Some Thoughts

Some Thoughts

• On Sunday July 12 we will all meet together in one worship service at 10:00am. That is also the Sunday we will be ordaining officers. I was speaking recently with the worship leader at another church, and he encouraged us to consider meeting together as one body once a quarter in order to strengthen and unify the church. The elders have agreed, so we’ll begin two weeks from this Sunday. July is a low attendance month for us, so we should fit. For the future we’re looking at Pickering Barn. 

• On such an incredible early summer day, so filled with light and beauty, I’m sorry to have to ask for your prayers for this. We may be in the last week of Jeanie Stacy’s sojourn in “the wilderness of this world,” as Bunyan put it. Her entire family is in town and with her. The elders are praying with her and the family tonight. You will know how to pray for this. Please do so. And remember, soon she will be in that city that “has no need of sun or moon, for the glory of God illuminates the city, and the Lamb is its light” (Rev 21:23).

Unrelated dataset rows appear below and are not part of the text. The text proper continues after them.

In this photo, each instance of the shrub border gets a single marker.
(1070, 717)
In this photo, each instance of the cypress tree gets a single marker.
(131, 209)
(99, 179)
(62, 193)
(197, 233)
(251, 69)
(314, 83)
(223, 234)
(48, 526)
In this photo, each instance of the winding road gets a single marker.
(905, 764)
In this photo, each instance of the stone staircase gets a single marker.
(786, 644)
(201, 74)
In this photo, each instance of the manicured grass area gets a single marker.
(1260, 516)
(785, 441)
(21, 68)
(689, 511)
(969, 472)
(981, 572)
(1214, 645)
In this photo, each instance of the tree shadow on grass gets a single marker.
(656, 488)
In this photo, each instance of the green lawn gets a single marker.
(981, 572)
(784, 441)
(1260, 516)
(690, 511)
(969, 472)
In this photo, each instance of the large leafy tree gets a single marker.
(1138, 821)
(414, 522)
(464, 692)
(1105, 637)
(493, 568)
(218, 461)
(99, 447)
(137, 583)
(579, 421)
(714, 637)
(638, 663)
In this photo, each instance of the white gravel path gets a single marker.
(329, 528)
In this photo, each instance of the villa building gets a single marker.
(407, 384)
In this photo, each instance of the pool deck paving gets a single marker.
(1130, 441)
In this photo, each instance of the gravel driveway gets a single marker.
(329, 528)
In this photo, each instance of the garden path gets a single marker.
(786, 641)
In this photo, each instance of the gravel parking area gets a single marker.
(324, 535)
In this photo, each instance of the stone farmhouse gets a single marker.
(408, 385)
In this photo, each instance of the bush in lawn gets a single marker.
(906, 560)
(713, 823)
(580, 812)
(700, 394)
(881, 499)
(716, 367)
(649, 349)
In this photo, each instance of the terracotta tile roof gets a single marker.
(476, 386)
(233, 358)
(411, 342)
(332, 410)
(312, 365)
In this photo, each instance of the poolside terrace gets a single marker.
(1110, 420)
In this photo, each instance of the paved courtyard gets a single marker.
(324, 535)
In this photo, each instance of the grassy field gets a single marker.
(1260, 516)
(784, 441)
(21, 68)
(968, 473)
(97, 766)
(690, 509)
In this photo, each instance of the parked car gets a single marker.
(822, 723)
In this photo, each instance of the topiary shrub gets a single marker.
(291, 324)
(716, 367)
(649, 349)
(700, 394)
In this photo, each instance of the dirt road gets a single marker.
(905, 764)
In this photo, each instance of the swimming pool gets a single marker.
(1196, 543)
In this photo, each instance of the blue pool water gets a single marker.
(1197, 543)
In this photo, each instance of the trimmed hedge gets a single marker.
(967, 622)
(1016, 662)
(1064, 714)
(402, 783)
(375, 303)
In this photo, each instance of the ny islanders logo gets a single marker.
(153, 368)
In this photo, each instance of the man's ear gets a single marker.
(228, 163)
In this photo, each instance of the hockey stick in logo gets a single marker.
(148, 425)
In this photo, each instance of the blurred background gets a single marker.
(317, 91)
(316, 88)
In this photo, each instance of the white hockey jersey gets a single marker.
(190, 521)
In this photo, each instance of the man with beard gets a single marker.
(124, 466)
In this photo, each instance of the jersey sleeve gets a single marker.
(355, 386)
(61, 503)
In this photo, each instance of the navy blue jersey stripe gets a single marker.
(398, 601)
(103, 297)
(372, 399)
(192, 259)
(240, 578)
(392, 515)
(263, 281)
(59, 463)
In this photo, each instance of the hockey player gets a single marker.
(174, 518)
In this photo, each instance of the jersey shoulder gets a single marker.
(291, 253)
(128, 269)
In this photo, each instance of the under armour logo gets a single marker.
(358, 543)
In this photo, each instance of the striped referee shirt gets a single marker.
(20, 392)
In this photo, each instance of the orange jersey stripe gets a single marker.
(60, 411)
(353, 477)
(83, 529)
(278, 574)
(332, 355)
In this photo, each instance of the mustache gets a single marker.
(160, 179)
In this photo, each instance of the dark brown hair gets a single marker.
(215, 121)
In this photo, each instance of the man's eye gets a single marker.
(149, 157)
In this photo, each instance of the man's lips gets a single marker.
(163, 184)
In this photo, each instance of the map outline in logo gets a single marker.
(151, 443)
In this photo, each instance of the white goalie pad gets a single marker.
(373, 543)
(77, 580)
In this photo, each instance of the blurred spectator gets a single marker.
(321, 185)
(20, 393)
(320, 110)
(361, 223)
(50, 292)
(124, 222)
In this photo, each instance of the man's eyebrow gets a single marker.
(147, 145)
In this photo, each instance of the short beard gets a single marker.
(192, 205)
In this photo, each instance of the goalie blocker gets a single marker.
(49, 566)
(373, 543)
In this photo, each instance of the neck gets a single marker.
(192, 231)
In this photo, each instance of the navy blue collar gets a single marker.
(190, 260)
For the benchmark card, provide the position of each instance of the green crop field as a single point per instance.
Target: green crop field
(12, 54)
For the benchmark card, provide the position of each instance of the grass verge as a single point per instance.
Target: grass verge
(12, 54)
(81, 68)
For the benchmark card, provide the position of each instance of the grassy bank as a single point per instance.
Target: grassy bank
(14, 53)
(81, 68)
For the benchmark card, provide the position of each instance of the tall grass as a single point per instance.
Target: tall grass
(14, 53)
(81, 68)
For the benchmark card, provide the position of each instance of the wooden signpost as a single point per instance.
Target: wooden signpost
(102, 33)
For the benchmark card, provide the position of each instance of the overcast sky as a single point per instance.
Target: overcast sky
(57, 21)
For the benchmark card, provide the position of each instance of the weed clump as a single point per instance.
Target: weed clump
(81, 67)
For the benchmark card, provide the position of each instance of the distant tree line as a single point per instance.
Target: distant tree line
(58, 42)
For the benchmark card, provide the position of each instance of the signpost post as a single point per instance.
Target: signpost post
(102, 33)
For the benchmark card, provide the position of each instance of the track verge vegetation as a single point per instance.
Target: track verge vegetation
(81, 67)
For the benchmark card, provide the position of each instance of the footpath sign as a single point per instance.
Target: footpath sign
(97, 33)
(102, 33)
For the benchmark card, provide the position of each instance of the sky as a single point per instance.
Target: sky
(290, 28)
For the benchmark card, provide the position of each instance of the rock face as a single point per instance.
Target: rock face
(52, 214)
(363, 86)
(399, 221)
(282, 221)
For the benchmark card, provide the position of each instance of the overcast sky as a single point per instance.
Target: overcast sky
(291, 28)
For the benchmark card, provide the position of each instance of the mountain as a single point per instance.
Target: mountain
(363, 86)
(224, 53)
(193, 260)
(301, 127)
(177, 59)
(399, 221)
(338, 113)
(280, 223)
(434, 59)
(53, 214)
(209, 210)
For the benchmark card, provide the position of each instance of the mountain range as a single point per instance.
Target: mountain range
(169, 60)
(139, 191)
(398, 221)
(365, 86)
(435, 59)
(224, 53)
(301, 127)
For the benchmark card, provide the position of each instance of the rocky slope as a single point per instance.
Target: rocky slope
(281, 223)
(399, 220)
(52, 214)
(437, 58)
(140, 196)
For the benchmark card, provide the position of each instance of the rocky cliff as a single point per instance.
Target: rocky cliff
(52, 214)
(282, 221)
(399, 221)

• Don’t despair of the Supreme Court decision regarding marriage. It is God’s doing, and God’s alone, that “a man shall leave his father and mother and cling to his wife” (Gen 2:24). The way that God has ordered the world, and the lives of his creatures, is timeless and permanent. In Acts 3:21 Peter says of Jesus, “Heaven must receive him until the time comes for God to restore everything, as he promised long ago through his holy prophets.” That time will come and all will be restored. In the meantime, the most powerful protest we can make in this world is to show the beauty of a Christ-filled marriage. We are ambassadors sent to a foreign land, representing the one true King. Let your life speak of his love and grace. Truth will win. 

• I thought Jason Helopoulos (Assoc. pastor to Kevin DeYoung at University Reformed Church) offered a nice summary of the 43rd General Assembly on the TGC website. You can find it here. I disagree with him, though, on the danger posed by paedocommunion, which in no way revokes Paul’s urging us to “examine” ourselves.